I enjoyed #1. The cool caper action is a welcome change of pace from more traditional superheroic fare, and Gambit comes across as a charming-ne’er-do-well in a sexy-but-still-somewhat-tragic way. While many of Talking Comics’ own Bobby Shortle’s criticisms of Gambit #1 were legitimate, I still opted to pick up this week’s #2. Yes, #1 was a bit of a downtempo debut for the Ragin’ Cajun, but #2 picks things up a bit with some more card-throwing, laser-dodging, museum-breaking-into, car-chase goodness. Add in some sexy one-liners from our lead and you’ve got a much improved second entry in Asmus’ Gambit solo title.
This comic is going to be a slow-burn. There’s going to be intrigue and mystery and globe-trotting. This issue, we meet a character named Fence and we get some more femme fatale action with “la femme mysterieux” from last issue. Asmus’ plotting seems more like a Man Who Knew Too Much or Maltese Falcon than it does an Ocean’s Eleven or Entrapment. Yes, the story does have that charming style and some cool tech, but the pace is deliberate and the scope is quickly expanding. I can understand why this might turn off some readers: what’s the point? Why does this have to be Gambit? I’m going to assume there’s a larger story at play here, partly because I trust James Asmus’ writing and because that’s how these mystery-thrillers work. Wait until we realize we’re working with some kind of MacGuffin here and that the fat man is going to come back and reveal some larger conspiracy at play (not unlike that Humphrey Bogart movie… what was it? Oh yeah, The Maltese Falcon). I’m excited.

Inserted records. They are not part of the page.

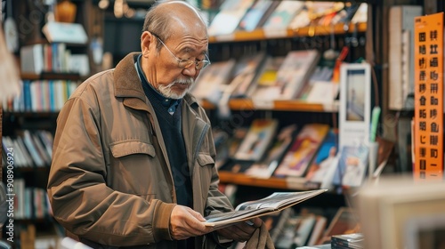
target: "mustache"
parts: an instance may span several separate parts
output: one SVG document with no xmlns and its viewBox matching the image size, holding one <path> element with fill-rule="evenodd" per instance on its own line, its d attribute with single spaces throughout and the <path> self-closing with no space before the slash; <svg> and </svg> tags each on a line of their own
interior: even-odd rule
<svg viewBox="0 0 445 249">
<path fill-rule="evenodd" d="M 195 83 L 195 80 L 191 77 L 187 77 L 187 78 L 179 78 L 174 81 L 171 84 L 191 84 Z"/>
</svg>

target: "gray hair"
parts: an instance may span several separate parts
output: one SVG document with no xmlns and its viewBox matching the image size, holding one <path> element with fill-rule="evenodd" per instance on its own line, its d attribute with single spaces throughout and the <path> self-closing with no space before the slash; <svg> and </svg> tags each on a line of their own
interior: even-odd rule
<svg viewBox="0 0 445 249">
<path fill-rule="evenodd" d="M 170 28 L 170 22 L 172 21 L 172 18 L 170 15 L 166 15 L 163 11 L 158 11 L 158 7 L 166 2 L 171 2 L 168 0 L 159 0 L 156 1 L 147 12 L 145 15 L 145 20 L 142 27 L 142 32 L 149 31 L 153 35 L 157 36 L 159 39 L 166 42 L 172 36 L 172 30 Z M 199 14 L 199 10 L 195 6 L 190 4 L 190 7 L 195 9 L 198 13 L 199 17 L 203 20 L 204 23 L 205 19 Z M 161 43 L 157 43 L 156 48 L 159 51 L 162 47 Z"/>
</svg>

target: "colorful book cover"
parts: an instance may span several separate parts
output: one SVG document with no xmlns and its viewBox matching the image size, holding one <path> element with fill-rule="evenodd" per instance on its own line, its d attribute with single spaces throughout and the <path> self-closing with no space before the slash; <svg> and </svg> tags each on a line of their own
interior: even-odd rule
<svg viewBox="0 0 445 249">
<path fill-rule="evenodd" d="M 303 1 L 281 1 L 266 20 L 264 29 L 286 29 L 294 17 L 304 7 Z"/>
<path fill-rule="evenodd" d="M 336 166 L 335 162 L 337 150 L 338 133 L 331 129 L 308 169 L 306 173 L 308 184 L 314 183 L 315 186 L 320 186 L 325 181 L 329 169 Z"/>
<path fill-rule="evenodd" d="M 328 124 L 305 124 L 298 133 L 274 174 L 303 176 L 328 132 L 329 125 Z"/>
<path fill-rule="evenodd" d="M 369 148 L 366 145 L 344 146 L 332 183 L 336 186 L 360 187 L 368 169 Z"/>
<path fill-rule="evenodd" d="M 246 171 L 246 174 L 257 178 L 270 178 L 291 144 L 295 132 L 295 124 L 283 127 L 266 152 L 266 157 L 260 162 L 254 163 Z"/>
<path fill-rule="evenodd" d="M 253 31 L 261 27 L 279 4 L 278 1 L 258 0 L 243 17 L 238 27 L 240 30 Z"/>
<path fill-rule="evenodd" d="M 277 131 L 278 120 L 255 119 L 235 154 L 235 159 L 258 161 L 264 155 Z"/>
</svg>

Clay Mann’s artwork was the primary point of contention regarding the debut issue. Again, I read through Mike Carey’s X-Men Legacy: Age of X miniseries, which featured my first experience with Clay Mann’s thin, naturalistic linework. And I loved it. His character designs have weight and energy, and his razor thin lines allow for some phenomenally detailed faces and hair. This is particularly effective for Gambit, whose curtained haircut is practically his trademark. Yes, Rachelle Rosenberg’s thick colors bog down the energy of Mann’s work, and I do wish that the book overall had a grittier, noir-esque feel, but overall I find the book visually pleasing. The caper sequence features laser jumping and wirework, and Mann captures the kinetic energy of the scene perfectly.
I’m a fan. Every once in a while, I enjoy a slow-burning, non-traditional comic. I can understand why die-hard Gambit fans would be turned off by this series—“where’s the trenchcoat!?” “where’s the Cajun accent!?” “Throw more cards!!”—but perhaps the rendition of Gambit that they are yearning for just doesn’t have any more stories in him. How many times are we going to get some dark secret from his Sinister past (wink wink)? How many times are we going to take Remy back to New Orleans? Asmus and Mann also throw in two nods to those highly-critical fans: one features a quip about the trench coat, the other is the constant interruption of Remy’s lines in French. Two issues in, and we’re already getting a new direction for a character that was relegated (comfortably) to the background in secondary X-series. It’s exciting.